This is it, folks: season 10 might have had its ups and downs, but it finally concluded tonight. It almost was a series finale, but luckily it’s not, or else I would have been a blubbering mess.
In some ways, it seems like the season has been building up to this episode for at least the last dozen episodes. It’s obvious that the events of the previous year have been weighing heavily on the Jeffersonian team — not just Booth’s obvious shooting, incarceration, and gambling relapse, but Brennan’s solo efforts to keep their family intact, Sweets’ murder, Wendell’s illness, Hodgins and Angela’s financial reversal, and Cam’s increasingly difficult attempts to maintain morale at the lab. Quite frankly, these people have been heading towards a break for ages, and it’s only fitting that the return of their biggest foe would spark some life-altering decisions.
It’s funny; I would have expected my reaction to Pelant’s reemergence to be irritation, but maybe because I’ve been so desensitized to his appearances on this show, my take was mostly along the lines of “oh, it’s him again.” Thankfully, the writers didn’t do anything crazy like resurrect him, unless you count a video from beyond the grave. For some reason, I didn’t really mind the fact that the killer-of-the-week was a Pelant copycat, because it seems fitting that the case that would cause Booth and Brennan to question their life choices would come down to the man who has been hanging over their heads for nearly the entire length of their relationship.
If one thing was clear tonight, it’s that the burden of the last few years has just about tipped the scales for our favorite crime-fighters. We’ve seen Brennan go through this before (namely in season 5), but I was shocked at how quickly Booth was swayed by the idea of giving up law enforcement for good, after Brennan’s initial suggestion. Yet, it makes perfect sense: Booth was ready to quit after the season premiere, thanks to the FBI’s betrayal, and that resentment was dropped like a hot potato. So, I can see how now that their lives are finally in order, more or less, the idea of leaving it behind becomes appealing. Their jobs have always been risky, but they seem to have been inordinately devastating as of late, and evidently Booth and Brennan need a break from it all.
I’ve been wondering how the writers would make this disbandment of the squints different from the season 5 finale, and in some ways, it isn’t: Brennan’s looking for something safer which won’t put Booth in danger all the time, Hodgins and Angela convince themselves they want greener pastures in Paris, and Cam’s bereft at losing her team. But the ways in which it is different are pretty striking: Brennan isn’t stifling her emotions, she’s running with them and letting them run the show; Booth acknowledges that he needs a break from being a superhero; Hodgins and Angela realize that their real hearts are at the Jeffersonian, no matter how appealing their Parisian pied-à-terre may be; Cam still hates change, but she knows they all have to do what they have to do, and she’s got someone she can share those fears with now without lashing out.

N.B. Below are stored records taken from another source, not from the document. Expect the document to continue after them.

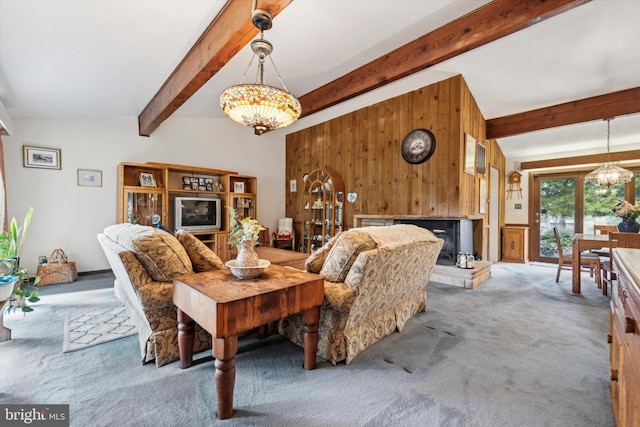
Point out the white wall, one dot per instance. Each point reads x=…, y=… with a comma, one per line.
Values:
x=69, y=217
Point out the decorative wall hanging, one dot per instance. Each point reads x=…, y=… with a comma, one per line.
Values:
x=39, y=157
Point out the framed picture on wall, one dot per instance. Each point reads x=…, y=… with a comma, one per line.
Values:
x=147, y=180
x=483, y=196
x=469, y=154
x=39, y=157
x=89, y=178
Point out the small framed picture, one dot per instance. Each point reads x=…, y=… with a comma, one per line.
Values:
x=89, y=178
x=38, y=157
x=147, y=180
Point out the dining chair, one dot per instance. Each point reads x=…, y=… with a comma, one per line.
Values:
x=587, y=259
x=603, y=229
x=616, y=240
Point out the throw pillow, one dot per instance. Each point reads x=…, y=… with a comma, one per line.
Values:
x=314, y=263
x=162, y=256
x=202, y=257
x=344, y=253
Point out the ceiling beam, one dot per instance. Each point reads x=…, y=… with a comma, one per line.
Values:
x=488, y=23
x=584, y=110
x=229, y=32
x=582, y=160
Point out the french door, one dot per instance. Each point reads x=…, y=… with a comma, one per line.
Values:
x=555, y=204
x=565, y=201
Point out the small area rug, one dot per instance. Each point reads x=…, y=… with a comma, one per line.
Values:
x=89, y=329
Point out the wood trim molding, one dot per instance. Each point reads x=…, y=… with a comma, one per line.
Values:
x=597, y=107
x=488, y=23
x=581, y=160
x=229, y=32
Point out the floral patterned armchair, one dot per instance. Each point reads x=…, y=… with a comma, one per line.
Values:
x=375, y=280
x=144, y=261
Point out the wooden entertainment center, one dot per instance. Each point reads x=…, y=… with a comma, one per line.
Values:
x=148, y=189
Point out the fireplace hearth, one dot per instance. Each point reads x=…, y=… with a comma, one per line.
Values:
x=456, y=233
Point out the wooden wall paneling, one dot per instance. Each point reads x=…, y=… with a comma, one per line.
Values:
x=402, y=184
x=364, y=148
x=388, y=154
x=456, y=141
x=348, y=161
x=370, y=189
x=430, y=169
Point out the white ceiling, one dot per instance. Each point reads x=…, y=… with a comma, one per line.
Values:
x=107, y=58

As a season finale, I think ‘Next in the Last’ made sense, in that it fit with the tone of the season overall. After this year’s trauma, and the angst of the past handful of episodes in particular, it would have been a little disingenuous to have everything be perfectly happy. It wrapped up the threads that have been dangling — like the stress of Booth and Brennan’s jobs, or Angela and Hodgins’ self-assessment of what they want out of their lives — while indicating that they’ve still got work to do. And there were some satisfying nods to the past — like Caroline’s emotional scenes with Booth, or the crime-scene callbacks, or the collection of interns following teacher Brennan around like old times — to make me reminisce on the show’s history. For a season that, to me, felt definitively heavier than previous years, I think ‘Next’ carried on the somber note, for better or for worse. However, if this had been the series finale, as it could have been at the time it was shot, my opinion would have been entirely different.
It feels a little unfair of me to even mention it, but I would have been infinitely sadder if this had been our last impression of these people. Hodgins and Angela had a “happy ending” of sorts, becoming essentially Professors Emeritus of the Jeffersonian, but Booth and Brennan sadly exiting the lab, after a (sob-worthy) slow-motion goodbye to their friends set to “Into The Mystic,” would have felt anti-climactic to me. I know I’m contradicting Brennan’s statement that life never has any true closure, but a series finale has to have some sort of hope. Though I know they would have been okay, well, I want to see a little bit of them actually being okay before their real swan song, if that makes any sense. This would have been a little too heavy on the action sequences (as hilarious as Aubrey stuck with a train car full of fowl was), and a little too light on spending time with our central characters for a last hurrah. (If I’m being honest, that kind of represents my feelings on the season as a whole.)
It doesn’t matter, though, because we get another season with Booth and Brennan, where we’ll see their family grow and hopefully find happiness in the next stage of their lives. We’ll get to see Angela at peace with her job and Hodgins at peace with his (lack of) wealth. And maybe we’ll finally get a season without making Cam cry. In the end, I still want to read another chapter in this book.
I’d like to thank you all for watching along with me this season! Now, how did you feel about tonight’s emotional finale?